He said he hoped that his wife could earn enough money in his absence to keep the family together. "When I get back, I'll take on that burden," he said. "By then I hope my children will be old enough that the pain I caused will be easier to bear."
Sandi Jackson addressed the court after her husband. "I am a little nervous," she told the judge, "so I have a written statement that I would like to read to you."
She continued: "I want to begin by apologizing first to my family, to my friends, my community and my constituents for the actions that brought me here today."
She said she had caused "disappointment in my community" and had "put my family unit in peril."
"My heart breaks every day with the pain this has caused my babies," she continued, weeping. "I ask to be parent, provider and support system that my babies will require in the difficult months ahead."
Their children — a girl, 13, and a boy, 9 — were not in court.
When the former alderman lost her bid for freedom, defense attorney Dan Webb said she wished to serve her term in a correctional institution in Marianna, Fla. The minimum-security facility is a prison camp about 65 miles northwest of Tallahassee.
As for Jackson Jr., the judge said she would recommend he be placed in a federal prison camp in Alabama — he had stated that his first choice was one in Montgomery — or a prison in Butner, N.C. But the Bureau of Prisons will make the final call.
Earlier in the hearing, Jackson Jr.'s lawyer, Reid Weingarten, said his client felt "horror, shame and distress" over his wrongs.
But Weingarten also tried to downplay Jackson Jr.'s actions since he took money from his own campaign fund. It's not as if there are widows and orphans outside the courthouse who are victims and asking for his head, Weingarten said.
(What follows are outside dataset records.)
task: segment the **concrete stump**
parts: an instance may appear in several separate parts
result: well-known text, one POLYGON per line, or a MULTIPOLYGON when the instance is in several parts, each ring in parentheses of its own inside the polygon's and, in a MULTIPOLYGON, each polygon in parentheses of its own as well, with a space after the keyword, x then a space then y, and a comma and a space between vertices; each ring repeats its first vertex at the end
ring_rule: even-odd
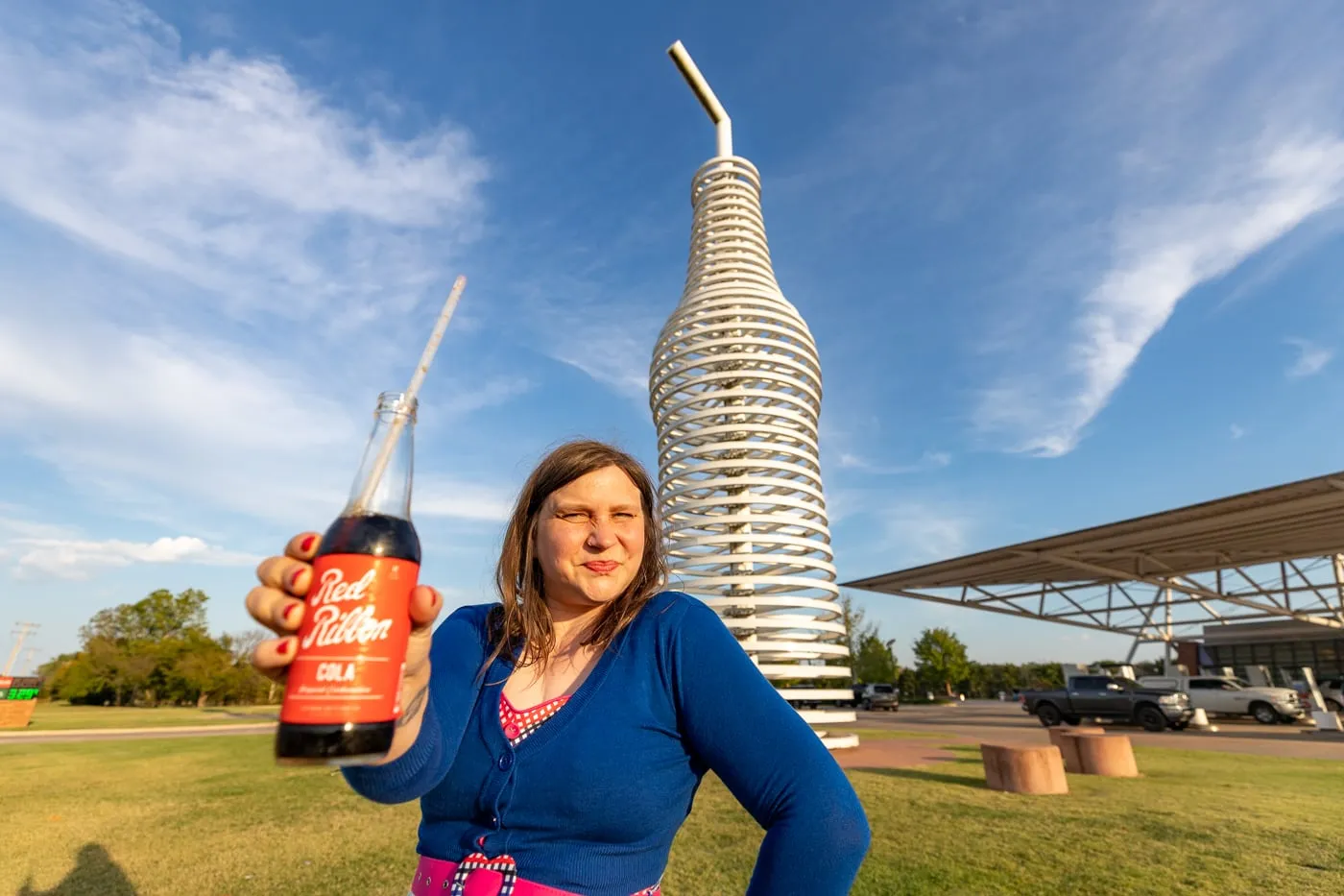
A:
POLYGON ((1105 735, 1105 728, 1095 725, 1079 725, 1078 728, 1050 728, 1050 743, 1059 747, 1060 756, 1064 757, 1064 771, 1071 775, 1082 775, 1083 764, 1078 759, 1078 737, 1082 735, 1105 735))
POLYGON ((1074 737, 1085 775, 1138 778, 1134 748, 1128 735, 1078 735, 1074 737))
POLYGON ((1064 763, 1058 747, 980 744, 985 786, 1009 794, 1067 794, 1064 763))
"This is not Madoff. This is not a Ponzi scheme," the lawyer said. Bernard Madoff, now imprisoned in the Butner facility, is a financier whose Ponzi scheme led investors to lose their fortunes.
Weingarten said Jackson Jr. "suffers from a very, very serious mental health disease." He identified the former congressman's illness as bipolar disorder and said it was relevant even though "we didn't plead guilty by reason of insanity."
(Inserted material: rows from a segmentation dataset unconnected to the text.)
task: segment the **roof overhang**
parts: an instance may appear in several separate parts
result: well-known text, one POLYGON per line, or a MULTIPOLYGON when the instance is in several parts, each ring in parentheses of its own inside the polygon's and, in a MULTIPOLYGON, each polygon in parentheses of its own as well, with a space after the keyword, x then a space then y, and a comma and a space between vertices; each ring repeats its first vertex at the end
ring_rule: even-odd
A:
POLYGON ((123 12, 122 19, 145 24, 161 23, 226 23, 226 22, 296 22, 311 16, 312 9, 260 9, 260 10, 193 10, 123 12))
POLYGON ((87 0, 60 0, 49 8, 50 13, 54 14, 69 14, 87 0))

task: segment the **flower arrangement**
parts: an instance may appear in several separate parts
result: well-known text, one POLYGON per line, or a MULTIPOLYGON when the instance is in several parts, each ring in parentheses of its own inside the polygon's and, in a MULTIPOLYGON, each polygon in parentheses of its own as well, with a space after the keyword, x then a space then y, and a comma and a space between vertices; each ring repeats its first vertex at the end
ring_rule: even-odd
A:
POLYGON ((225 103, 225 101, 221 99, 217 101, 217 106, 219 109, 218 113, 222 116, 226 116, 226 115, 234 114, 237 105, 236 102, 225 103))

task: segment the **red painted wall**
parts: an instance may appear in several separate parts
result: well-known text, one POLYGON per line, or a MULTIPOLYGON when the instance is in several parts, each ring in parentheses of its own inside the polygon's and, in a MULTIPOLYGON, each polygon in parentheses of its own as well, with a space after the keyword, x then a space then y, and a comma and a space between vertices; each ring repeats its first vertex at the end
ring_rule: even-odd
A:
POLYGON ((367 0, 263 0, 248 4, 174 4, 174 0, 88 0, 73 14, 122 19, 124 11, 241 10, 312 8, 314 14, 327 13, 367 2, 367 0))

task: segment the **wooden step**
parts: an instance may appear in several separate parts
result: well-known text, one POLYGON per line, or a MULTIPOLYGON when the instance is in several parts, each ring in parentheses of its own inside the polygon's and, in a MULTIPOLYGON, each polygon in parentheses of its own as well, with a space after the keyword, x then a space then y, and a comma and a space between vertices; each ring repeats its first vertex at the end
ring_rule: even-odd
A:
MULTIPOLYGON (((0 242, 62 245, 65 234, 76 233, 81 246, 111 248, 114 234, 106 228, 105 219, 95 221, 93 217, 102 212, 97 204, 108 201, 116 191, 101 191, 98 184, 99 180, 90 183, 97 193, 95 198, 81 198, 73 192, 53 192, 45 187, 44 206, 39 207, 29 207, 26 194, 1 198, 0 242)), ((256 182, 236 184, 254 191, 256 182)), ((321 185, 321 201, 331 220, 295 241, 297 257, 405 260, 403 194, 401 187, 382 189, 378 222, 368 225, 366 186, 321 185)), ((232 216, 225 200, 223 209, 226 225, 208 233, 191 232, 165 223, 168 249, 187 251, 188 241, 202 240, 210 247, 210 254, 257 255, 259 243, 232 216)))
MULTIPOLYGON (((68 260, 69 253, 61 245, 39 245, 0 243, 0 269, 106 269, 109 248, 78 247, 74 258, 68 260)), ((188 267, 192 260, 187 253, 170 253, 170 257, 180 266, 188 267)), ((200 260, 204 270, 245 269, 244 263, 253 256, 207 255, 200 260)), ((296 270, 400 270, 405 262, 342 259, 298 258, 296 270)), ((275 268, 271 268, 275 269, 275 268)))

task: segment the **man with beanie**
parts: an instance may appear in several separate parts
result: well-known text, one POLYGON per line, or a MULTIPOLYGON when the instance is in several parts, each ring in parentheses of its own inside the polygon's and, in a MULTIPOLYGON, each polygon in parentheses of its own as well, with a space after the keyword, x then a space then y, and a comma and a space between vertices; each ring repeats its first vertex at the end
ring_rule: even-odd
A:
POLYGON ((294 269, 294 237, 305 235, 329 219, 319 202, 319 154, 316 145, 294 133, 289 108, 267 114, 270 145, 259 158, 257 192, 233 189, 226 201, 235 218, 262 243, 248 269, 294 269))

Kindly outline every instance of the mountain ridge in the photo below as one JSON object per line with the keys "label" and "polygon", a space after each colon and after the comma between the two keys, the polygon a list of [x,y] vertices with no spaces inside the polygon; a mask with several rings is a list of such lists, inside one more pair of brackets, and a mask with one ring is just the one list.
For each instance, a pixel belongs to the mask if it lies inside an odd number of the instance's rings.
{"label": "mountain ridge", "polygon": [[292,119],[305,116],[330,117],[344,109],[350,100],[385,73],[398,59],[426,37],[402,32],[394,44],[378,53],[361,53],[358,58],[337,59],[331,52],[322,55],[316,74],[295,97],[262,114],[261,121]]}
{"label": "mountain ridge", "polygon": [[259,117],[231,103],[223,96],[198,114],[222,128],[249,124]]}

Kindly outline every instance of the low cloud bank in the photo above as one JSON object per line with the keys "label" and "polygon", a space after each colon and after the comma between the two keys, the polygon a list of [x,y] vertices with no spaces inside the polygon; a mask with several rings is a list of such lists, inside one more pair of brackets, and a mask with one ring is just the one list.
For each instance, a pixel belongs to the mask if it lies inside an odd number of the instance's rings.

Matt Graves, an assistant U.S. attorney, countered that Jackson Jr.'s crimes represented one of the largest cases of theft from a campaign treasury ever prosecuted.
Graves took a shot at Jackson Jr.'s reported bipolar disorder, saying when mental health issues are litigated in court, usually there is expert testimony, discovery and an examination of the defendant — and that none had occurred in the case.
"When one looks at the facts," Graves said, "it's quite clear that there's no there there."
He decried Jackson Jr.'s "wasted talent" and "what he threw away."
Graves said Sandi Jackson's crimes were serious and had occurred over many years. He noted that defendants with children were given prison terms in courts across the country.
The judge also ordered the Jacksons to serve supervised release after their prison terms: three years for him, one for her. She said he also must perform 500 hours of community service and she must perform 200 hours. But the service may not be political work nor done at a charity run by a relative, the judge said.
Jackson Jr., 48, pleaded guilty to a felony conspiracy count. Sandi Jackson, 49, his co-conspirator, pleaded guilty to a separate count of failing to report about $600,000 in income on tax returns.
The hearing Wednesday took 41/2 hours. When the Jacksons arrived at the courthouse Wednesday morning and emerged from a white Toyota Sequoia SUV, they held hands. With them was Judy Smith, a crisis communications expert and former federal prosecutor whose work inspired the TV show "Scandal."